4.  Attach pocket to the liner.  Position the pocket on the liner piece 2 ¼” from both side edges and 1 ¾” from a top short edge.  Secure pocket in place with pins.  Attach the pocket to the liner by edgestitch with a 1/8″ seam allowance around the 2 sides and bottom of the pocket, backstitching at beginning and end for a secure hold.

Lindie Bag 2

The pen is intended to show the position  of the pocket.

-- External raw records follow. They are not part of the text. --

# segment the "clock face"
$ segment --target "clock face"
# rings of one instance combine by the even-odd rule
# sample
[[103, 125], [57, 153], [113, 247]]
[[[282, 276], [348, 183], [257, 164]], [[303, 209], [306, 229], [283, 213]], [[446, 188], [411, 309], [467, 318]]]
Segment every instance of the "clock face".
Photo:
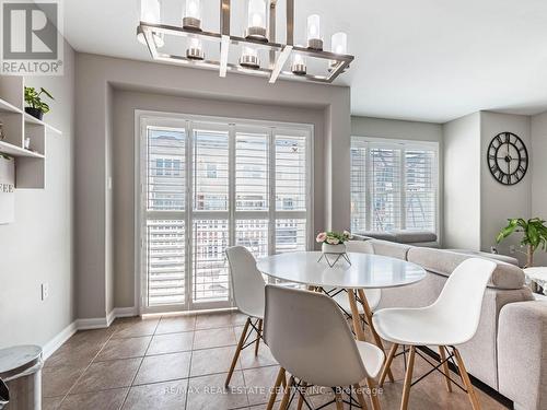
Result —
[[512, 132], [500, 132], [488, 145], [488, 167], [503, 185], [515, 185], [528, 169], [528, 151], [524, 142]]

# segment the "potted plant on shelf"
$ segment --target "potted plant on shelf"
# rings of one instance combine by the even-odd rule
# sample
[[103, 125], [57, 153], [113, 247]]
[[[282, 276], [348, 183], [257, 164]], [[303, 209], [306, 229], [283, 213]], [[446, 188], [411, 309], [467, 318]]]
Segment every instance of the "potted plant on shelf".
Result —
[[53, 95], [44, 87], [39, 89], [39, 92], [36, 91], [33, 86], [25, 86], [25, 113], [32, 115], [34, 118], [42, 119], [44, 114], [49, 112], [49, 105], [42, 101], [40, 95], [45, 94], [51, 99], [55, 99]]
[[351, 239], [348, 231], [344, 232], [319, 232], [315, 241], [322, 244], [321, 249], [324, 254], [346, 254], [346, 242]]
[[539, 218], [532, 218], [527, 221], [519, 218], [508, 221], [509, 224], [500, 231], [496, 241], [499, 244], [513, 232], [522, 233], [521, 246], [527, 247], [526, 266], [524, 268], [531, 268], [534, 265], [534, 253], [538, 248], [547, 250], [547, 226], [545, 226], [545, 221]]

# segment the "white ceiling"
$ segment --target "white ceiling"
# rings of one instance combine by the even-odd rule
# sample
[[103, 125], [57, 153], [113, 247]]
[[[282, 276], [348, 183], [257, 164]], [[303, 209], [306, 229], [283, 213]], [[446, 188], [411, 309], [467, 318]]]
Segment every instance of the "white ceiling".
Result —
[[[201, 1], [206, 28], [218, 30], [219, 0]], [[232, 0], [236, 15], [243, 1]], [[162, 19], [176, 23], [184, 0], [162, 3]], [[139, 4], [67, 0], [66, 38], [78, 51], [150, 60], [135, 36]], [[326, 39], [348, 32], [356, 61], [339, 83], [351, 85], [353, 115], [444, 122], [480, 109], [547, 110], [545, 0], [295, 0], [295, 9], [298, 43], [312, 12]]]

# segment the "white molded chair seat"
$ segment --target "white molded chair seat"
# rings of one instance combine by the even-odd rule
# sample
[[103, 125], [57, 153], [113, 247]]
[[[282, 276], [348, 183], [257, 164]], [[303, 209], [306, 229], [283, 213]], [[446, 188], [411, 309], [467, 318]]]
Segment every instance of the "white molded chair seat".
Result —
[[386, 308], [372, 317], [374, 329], [382, 339], [398, 344], [454, 345], [465, 343], [459, 329], [450, 318], [432, 308]]
[[[441, 294], [432, 305], [418, 308], [380, 309], [372, 317], [380, 337], [394, 343], [380, 376], [381, 386], [398, 345], [409, 345], [401, 410], [408, 407], [416, 349], [423, 345], [439, 347], [439, 366], [443, 368], [442, 373], [449, 391], [452, 391], [452, 385], [447, 360], [452, 358], [456, 360], [459, 376], [464, 382], [473, 409], [480, 409], [479, 399], [456, 345], [467, 342], [477, 332], [485, 291], [496, 266], [493, 261], [486, 259], [464, 260], [449, 277]], [[450, 354], [449, 359], [446, 359], [446, 353]]]
[[377, 311], [372, 323], [382, 339], [412, 345], [457, 345], [468, 341], [480, 319], [482, 297], [496, 263], [472, 258], [449, 277], [438, 300], [418, 308]]
[[256, 269], [256, 260], [245, 247], [226, 248], [230, 279], [235, 305], [245, 315], [264, 318], [264, 288], [266, 282]]
[[361, 355], [363, 366], [371, 377], [376, 377], [384, 364], [384, 352], [376, 345], [360, 340], [356, 340], [357, 349]]
[[[364, 295], [366, 296], [366, 301], [369, 301], [369, 306], [371, 307], [371, 311], [374, 312], [376, 307], [380, 305], [380, 300], [382, 298], [382, 291], [380, 289], [366, 289], [364, 291]], [[337, 293], [333, 298], [345, 312], [351, 313], [351, 307], [348, 301], [348, 294], [345, 291]], [[361, 305], [359, 302], [357, 303], [357, 308], [359, 309], [359, 314], [364, 315], [363, 305]]]
[[265, 340], [280, 366], [311, 385], [342, 387], [375, 377], [384, 352], [356, 341], [329, 296], [266, 285]]
[[[243, 331], [235, 348], [234, 356], [230, 371], [228, 372], [224, 385], [228, 387], [232, 379], [233, 372], [240, 359], [240, 353], [243, 349], [248, 348], [245, 341], [255, 333], [255, 355], [258, 354], [260, 339], [263, 338], [263, 320], [265, 308], [264, 289], [266, 282], [263, 274], [256, 269], [256, 260], [254, 256], [243, 246], [233, 246], [226, 248], [226, 258], [230, 265], [230, 280], [232, 283], [232, 293], [235, 305], [241, 313], [247, 315], [247, 320], [243, 327]], [[253, 321], [255, 321], [253, 324]]]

5. Assemble bag liner.  Fold liner in half RIGHT sides together and secure with pins.  Sew up the 2 sides, leaving the top open.  Snip open the corner seam as shown.

Lindie Bag 3

Box corners by laying the side seam against the bottom of the bag.

Lindie Bag 4

See this post for additional pictures and explanation on boxing corners.

Measure 1½” from the top of the snipped seam using a ruler as shown. Mark a line perpendicular to the side seam and pin in place.  Sew on this line, backstitching at the beginning and end.  Note that a triangle is formed when boxing the corner this way.  Trim this triangle off with pinking shears after sewing.  Set aside.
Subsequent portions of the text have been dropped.